When is the good news about rail ever going to start rolling into the station? “Not anytime soon” is about the kindest spin anyone can put on the answer, given that the first scathing audit in a series of reviews has just arrived, with three more installments to come.
The takeaway from Parts 2, 3 and 4 aren’t expected to be any rosier, but it could hardly be a message more sour than this one: The decision to “prematurely” award the first rail contracts snowballed into a string of delay claims and change orders that ultimately tacked on $354 million to the ledger, according to last week’s report from state Auditor Les Kondo.
If nothing else, this ought to put more pressure on the Honolulu Authority for Rapid Transportation (HART) to make sure some usable segment of the rail alignment is up and running as its officials have promised, by the end of 2020. Without some witnessing of rail transit’s practical benefit to the public, it will become very hard for even the project’s supporters to keep the faith.

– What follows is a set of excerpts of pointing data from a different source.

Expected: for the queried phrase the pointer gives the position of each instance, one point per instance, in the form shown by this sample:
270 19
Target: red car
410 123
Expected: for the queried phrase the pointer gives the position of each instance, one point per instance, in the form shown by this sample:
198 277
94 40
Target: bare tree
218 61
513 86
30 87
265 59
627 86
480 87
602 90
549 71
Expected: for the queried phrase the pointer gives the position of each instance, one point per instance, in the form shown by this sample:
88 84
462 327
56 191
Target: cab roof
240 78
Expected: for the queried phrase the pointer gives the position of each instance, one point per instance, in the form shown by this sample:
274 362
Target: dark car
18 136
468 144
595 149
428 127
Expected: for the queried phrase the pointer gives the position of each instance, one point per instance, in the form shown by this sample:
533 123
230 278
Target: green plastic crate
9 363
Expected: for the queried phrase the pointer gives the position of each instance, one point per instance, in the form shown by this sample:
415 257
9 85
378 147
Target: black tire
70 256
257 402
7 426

Although HART officials say anticipated construction costs for now have stabilized at nearly $8.3 billion, financing costs likely will push it up to $9.2 billion. And HART is still working to settle a claim by contractor Ansaldo Honolulu JV. The company, according to sources, two years ago demanded $200 million for costs associated with construction delays.
The first report of 39 pages is part of a series ordered by state legislators as a condition of approving a financial bailout of $2.4 billion in extended taxation. The local investment in the 20-mile Honolulu elevated rail project now includes a share of the state’s transient accommodations tax (TAT) revenue.
The assertion about delays driving up costs has been part of the rail critique for years now, but the state Office of the Auditor actually hung that stunning pricetag on rail missteps.
The report, issued Thursday, lays out with painful clarity where project costs ballooned. Now the reader sees how the costs mounted until the final figure almost doubled the total that planners, peering through rose-colored glasses, initially projected.
The report placed the start of the upward spiral at 2009, when former Mayor Mufi Hannemann’s administration pronounced the project “shovel-ready” and awarded a $483 million contract to Kiewit Pacific Co. for designing the first segment. This was in advance of the environmental impact statement completion.
Awards of $2 billion more in design, construction and operations contracts followed before all the federal clearances were in, according to the audit.
Auditor staffers cited key points in the process in which HART was less than transparent about the costs. HART staff was struggling with unexpected increases in 2015 but failed to report them to its own board, according to the report.
In 2017, legislators who initially balked at increasing tax revenues for the project were shaken by what many saw as unreliable figures provided by HART staff. And now the agency is still awaiting federal approval of its project recovery plan and the release of the remaining federal subsidy for construction, about $744 million.
In his response, Andrew Robbins — HART’s chief executive officer since 2017 — said the authority has since implemented “prudent accounting through a system that tracks all financial costs.” The board now is given monthly financial reports, Robbins added.
In addition, he pointed to a new risk-assessment and management system to deal with change orders with good documentation.
This all sounds reasonable. But the fact that such elements weren’t present at the outset only underscores the poor planning and management in the early years.
Not all the lessons learned in the auditor’s study can be neatly applied to the future costs, which are still unknown. That’s because Robbins is pressing ahead with a plan to complete the final portion of the rail through a public-private partnership.
In this “P3” scenario, a group of companies would compete for the comprehensive contract in which risks of cost inflation would be borne by the consortium. The more promising part of the deal for them would be a more lucrative operations contract after completion. HART officials say there could be savings through this arrangement, at least at the front end.
But there’s no free lunch here, and the tab the taxpayers pick up when the rail is running very well could be larger.
Confronting the financial reality of this project is unpleasant, for the public most of all. But as construction proceeds toward the city center, through the most congested and difficult part of the alignment, it’s still important to have a clear view of the project conditions as they really are.
Postponing the disclosure of true costs won’t make them go away. So it’s HART’s duty to provide the straight facts — to the feds, to its board and other overseers and, most crucially, to the riders who hope to reap the benefits of the rail someday.